Baca: Rupiah Menguat, Tiga Faktor Ini Diduga Jadi Alasannya
Deputi Gubernur Bank Indonesia Dody Budi Waluyo berujar perkasanya rupiah utamanya dipicu oleh beberapa faktor eksternal. Salah satunya sehubungan dengan rencana pertemuan Presiden AS Donald Trump dan Presiden Cina Xi Jinping akhir November nanti. “Pembicaraan terkait kebijakan perdagangan itu diprediksi hasilnya positif,” ujar Dody, kepada Tempo, Kamis 8 November 2018.
Angin baik lain datang dari hasil pemilihan umum (pemilu) sela AS, yang menunjukkan keberhasilan Partai Demokrat memenangkan kembali mayoritas kursi di Kongres (House of Representative). “Ini meningkatkan prospek terjadinya political gridlock yang dapat menghambat berbagai agenda yang tidak market friendly,” ucapnya.
Sentimen domestik pun tak kalah kuat, yaitu dari pengaruh indikator makro ekonomi yang dinilai cukup kuat dan berdaya tahan. Dody menjelaskan di antaranya adalah pertumbuhan ekonomi triwulan III sebesar 5,17 persen, inflasi Oktober yang terjaga rendah di 3,16 persen, dan pertumbuhan kredit September membaik sebesar 12,69 persen.

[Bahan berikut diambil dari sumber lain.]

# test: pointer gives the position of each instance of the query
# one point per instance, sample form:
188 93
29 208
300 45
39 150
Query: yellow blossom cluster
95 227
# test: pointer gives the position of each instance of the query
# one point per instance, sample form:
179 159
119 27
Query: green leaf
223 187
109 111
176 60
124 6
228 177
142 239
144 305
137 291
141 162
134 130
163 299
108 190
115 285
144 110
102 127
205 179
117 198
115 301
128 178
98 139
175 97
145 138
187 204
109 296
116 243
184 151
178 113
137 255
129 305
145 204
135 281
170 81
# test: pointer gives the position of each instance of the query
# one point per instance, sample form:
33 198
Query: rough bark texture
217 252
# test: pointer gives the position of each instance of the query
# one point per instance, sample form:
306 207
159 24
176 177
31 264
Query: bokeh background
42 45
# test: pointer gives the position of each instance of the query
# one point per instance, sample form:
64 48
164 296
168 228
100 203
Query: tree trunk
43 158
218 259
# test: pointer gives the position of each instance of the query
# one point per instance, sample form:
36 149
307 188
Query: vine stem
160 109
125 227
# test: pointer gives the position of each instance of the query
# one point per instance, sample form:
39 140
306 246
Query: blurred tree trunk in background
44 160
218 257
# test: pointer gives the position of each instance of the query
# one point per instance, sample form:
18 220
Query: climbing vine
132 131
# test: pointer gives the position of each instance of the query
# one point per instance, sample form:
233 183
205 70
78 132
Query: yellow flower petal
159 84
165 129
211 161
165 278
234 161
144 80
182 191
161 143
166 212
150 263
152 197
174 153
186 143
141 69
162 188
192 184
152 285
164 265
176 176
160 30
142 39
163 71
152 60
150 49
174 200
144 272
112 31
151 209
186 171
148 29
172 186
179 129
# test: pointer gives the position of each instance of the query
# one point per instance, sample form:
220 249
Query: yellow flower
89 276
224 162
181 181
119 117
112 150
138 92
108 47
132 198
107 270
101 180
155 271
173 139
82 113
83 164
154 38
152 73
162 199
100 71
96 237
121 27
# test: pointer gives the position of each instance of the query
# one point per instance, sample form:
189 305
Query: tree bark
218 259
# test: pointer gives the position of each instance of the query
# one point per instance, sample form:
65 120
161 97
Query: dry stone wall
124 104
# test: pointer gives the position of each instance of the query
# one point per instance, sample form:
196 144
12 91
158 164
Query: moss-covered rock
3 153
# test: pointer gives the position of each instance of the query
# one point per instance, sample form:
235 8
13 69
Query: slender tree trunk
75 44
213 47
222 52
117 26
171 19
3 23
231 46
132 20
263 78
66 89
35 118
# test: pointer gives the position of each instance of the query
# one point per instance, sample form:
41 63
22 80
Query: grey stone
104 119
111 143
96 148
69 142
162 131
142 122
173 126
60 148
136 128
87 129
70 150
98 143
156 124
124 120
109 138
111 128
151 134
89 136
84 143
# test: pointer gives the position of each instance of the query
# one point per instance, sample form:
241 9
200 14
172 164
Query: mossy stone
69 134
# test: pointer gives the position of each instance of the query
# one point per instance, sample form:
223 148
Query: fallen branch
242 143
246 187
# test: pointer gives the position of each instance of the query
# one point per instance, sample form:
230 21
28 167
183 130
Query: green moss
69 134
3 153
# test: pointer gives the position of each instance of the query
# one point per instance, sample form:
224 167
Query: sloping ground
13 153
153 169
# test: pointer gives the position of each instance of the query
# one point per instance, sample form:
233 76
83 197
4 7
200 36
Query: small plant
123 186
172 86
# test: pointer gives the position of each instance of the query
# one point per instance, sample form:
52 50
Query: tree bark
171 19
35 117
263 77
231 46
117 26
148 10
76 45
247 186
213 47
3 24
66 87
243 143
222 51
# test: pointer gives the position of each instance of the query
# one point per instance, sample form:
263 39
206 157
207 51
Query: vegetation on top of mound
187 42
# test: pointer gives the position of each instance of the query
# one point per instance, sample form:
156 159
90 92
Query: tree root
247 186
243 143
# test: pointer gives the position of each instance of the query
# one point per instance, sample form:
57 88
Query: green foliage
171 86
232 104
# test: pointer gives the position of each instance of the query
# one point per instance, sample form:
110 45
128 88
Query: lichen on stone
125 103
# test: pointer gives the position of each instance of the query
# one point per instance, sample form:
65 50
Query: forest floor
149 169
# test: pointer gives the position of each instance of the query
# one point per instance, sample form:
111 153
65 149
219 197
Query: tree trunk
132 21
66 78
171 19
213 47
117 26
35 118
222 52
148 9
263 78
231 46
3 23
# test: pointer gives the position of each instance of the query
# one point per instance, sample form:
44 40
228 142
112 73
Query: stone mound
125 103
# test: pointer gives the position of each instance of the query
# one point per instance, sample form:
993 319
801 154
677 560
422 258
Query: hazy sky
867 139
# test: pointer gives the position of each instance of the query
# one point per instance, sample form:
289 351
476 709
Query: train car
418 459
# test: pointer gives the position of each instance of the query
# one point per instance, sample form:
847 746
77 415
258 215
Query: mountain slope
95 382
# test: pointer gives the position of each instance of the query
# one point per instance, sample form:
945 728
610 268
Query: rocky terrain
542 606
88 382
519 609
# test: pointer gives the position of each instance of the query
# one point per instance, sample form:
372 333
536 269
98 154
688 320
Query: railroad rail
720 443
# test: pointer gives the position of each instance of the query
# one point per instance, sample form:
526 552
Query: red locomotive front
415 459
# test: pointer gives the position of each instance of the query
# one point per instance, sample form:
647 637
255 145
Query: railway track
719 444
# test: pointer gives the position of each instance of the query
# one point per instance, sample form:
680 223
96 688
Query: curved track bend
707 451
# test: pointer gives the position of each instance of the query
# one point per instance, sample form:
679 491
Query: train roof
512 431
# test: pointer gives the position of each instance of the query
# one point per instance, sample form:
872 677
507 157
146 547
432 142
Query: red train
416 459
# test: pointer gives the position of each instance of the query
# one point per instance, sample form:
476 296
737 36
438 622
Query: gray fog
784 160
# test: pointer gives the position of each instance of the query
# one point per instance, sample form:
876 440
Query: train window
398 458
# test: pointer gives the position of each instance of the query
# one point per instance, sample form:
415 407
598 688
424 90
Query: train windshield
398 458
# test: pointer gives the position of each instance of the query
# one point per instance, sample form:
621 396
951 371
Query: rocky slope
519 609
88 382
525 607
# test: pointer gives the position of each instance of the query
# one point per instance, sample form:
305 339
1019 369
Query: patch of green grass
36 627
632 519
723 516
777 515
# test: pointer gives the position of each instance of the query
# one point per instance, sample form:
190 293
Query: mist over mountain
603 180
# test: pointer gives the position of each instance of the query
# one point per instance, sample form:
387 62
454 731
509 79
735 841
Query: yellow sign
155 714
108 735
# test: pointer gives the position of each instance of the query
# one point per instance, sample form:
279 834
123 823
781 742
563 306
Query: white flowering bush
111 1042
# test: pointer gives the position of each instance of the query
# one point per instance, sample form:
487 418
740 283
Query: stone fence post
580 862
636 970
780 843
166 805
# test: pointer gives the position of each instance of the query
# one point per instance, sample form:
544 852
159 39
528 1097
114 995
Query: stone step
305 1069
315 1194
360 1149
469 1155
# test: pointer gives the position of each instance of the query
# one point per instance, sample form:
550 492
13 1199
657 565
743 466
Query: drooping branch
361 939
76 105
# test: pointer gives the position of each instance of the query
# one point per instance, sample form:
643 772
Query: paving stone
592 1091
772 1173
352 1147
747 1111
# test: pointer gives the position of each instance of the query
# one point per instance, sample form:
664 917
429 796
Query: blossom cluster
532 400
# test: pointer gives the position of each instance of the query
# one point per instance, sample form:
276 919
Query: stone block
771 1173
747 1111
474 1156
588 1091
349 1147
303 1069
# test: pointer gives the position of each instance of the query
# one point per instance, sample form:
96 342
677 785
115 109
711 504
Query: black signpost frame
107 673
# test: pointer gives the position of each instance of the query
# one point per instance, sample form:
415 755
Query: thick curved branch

Belum lagi, posisi cadangan devisa Indonesia yang sejak awal tahun trennya terus merosot, untuk pertama kali pada Oktober lalu kembali meningkat di posisi US$ 115,16 miliar. “Ketika kondisi eksternal beranjak kondusif, investasi pun kembali mengalir masuk,” katanya.